Letter dated 3 March from Mr Peter Williams, Chief Executive, Quality Assurance Agency, to Mr Phil Willis MP, Chairman of the Committee

  When I wrote to you on 30 October last year, I informed you about the project that QAA is undertaking in response to last summer's media stories concerning quality and standards in higher education, which I discussed with you and your colleagues in July. I mentioned that we were analysing these stories in depth and were also undertaking enquiries into the five specific areas mentioned in the reports:

    — student workload and contact hours;

    — language requirements for the acceptance of international;

    — students recruitment practices for international students;

    — use of external examiners; and

    — assessment practices.

  I promised to keep you up to date on our progress. In the three and a half months since I last wrote to you we have been undertaking assessments and analyses of the matters raised last year and, specifically, the five areas listed above.

  Our enquiries are drawing on and analysing the following sources of evidence:

    — published and unpublished reports, papers, lectures and speeches;

    — press and media broadcasts, articles, and comments from readers;

    — notes of interviews with representatives of key bodies; and

    — notes of focus group discussions with senior academic managers, students, programme leaders and heads of department.

  The enquiries are accumulating material and information to allow us to establish an evidence base to inform the clear identification of prima facie cases where there are, and are not, areas of concern. The evidence will also be used to identify any areas that need to be addressed in order to safeguard the quality and standards of English higher education and will enable us to produce an evidence-based response to perceived concerns.

  Following agreement with HEFCE in December about finance for the project, progress has gone according to plan. We have now completed the analysis of media articles and commentaries and carried out all the planned interviews with stakeholders; the focus groups are currently in train. This collation of material and analysis of new findings will provide an indication of whether areas of real concern exist and, if so, what the nature and extent of such concerns may be. A preliminary report on this work will be available during the second week of March and we shall, of course, send you a copy of it. These interim findings will be used to identify where additional evidence or information-gathering is needed. This further work will inform the identification of any new actions (whether remedial or preventative) required to address such concerns, should they exist.

  We expect our final report, with our findings and any proposals for further action, to be completed soon after Easter. Again, we shall let you have a copy as soon as it is completed.

  Although we have not yet reached the point of being able to offer conclusions to our enquiries, you may nonetheless be interested in some general points that have emerged from the analysis of media articles and commentaries. These show that a relatively small number of original sources of comment and opinion generated a large volume of secondary comment, reporting and response that in some cases relied solely on those original sources (and mostly took them at face value) and that in others added observations and claims said to be from the author's immediate personal experience; these may, or may not, indicate concerns that are reflected more widely.
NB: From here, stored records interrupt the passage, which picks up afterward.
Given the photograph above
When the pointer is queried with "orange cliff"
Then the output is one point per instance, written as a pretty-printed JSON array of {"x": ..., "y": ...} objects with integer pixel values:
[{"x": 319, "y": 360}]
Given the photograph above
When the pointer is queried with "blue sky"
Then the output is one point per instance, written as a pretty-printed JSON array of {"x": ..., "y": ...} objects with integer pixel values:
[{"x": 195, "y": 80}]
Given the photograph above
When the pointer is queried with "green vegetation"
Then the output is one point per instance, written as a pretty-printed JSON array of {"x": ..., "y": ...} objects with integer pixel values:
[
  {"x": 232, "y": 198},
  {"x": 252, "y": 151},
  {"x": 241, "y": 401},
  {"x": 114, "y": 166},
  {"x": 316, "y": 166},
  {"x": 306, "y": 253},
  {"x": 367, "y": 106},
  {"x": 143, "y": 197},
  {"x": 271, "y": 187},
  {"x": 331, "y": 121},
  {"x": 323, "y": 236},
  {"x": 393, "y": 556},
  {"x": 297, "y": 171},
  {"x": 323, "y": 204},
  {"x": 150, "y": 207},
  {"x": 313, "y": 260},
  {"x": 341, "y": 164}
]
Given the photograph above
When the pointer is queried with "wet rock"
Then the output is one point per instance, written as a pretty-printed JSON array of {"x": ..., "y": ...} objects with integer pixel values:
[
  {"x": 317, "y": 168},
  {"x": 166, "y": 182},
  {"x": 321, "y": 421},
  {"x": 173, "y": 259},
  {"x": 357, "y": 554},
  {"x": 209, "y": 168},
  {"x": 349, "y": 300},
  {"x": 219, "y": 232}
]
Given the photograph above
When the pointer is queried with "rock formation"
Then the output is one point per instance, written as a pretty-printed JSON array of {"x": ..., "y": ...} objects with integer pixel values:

  We have also found what appears to be a pattern of `interconnectedness', wherein media comments and articles link a range of matters that get carried forward together in discussions, but which only rarely question whether the matters are really connected. An example of this is the frequency with which references to international students appear in articles dealing with matters such as contact time; assessment; the standards of academic awards, academic malpractice; admission to higher education institutions; tuition fees; student support; and conflicts between teaching staff and managers.

  A further point worth reporting is that there are many criticisms by commentators and respondents of individual institutions' external examining arrangements. Articles and responses then frequently go on to generalise about "the external examining system" on the unstated assumption that all external examining arrangements are identical and therefore share the same weaknesses. That there are some weaknesses in the external examining and assessment arrangements of individual institutions is confirmed by our own audits and reviews, but that does not yet amount to a finding of sector-wide weaknesses, other than in the area of assessment and, specifically, degree classification. We are also continuing to examine the collated information for concerns about the work of individual external examiners and their integrity. So far, we have found relatively few instances of critical comment.

  A final point to note, highlighting again the problem of generalisation about higher education, is that the implications, for the student experience, of institutions working to different missions do not appear to be recognised or accepted; many commentators appear to assume that institutions of differing size, mission, background and student profile should have identical outcomes.

  Our analysis is continuing. In the meantime I hope this account of our progress is helpful to your Committee and look forward to meeting you and your colleagues again on 9 March.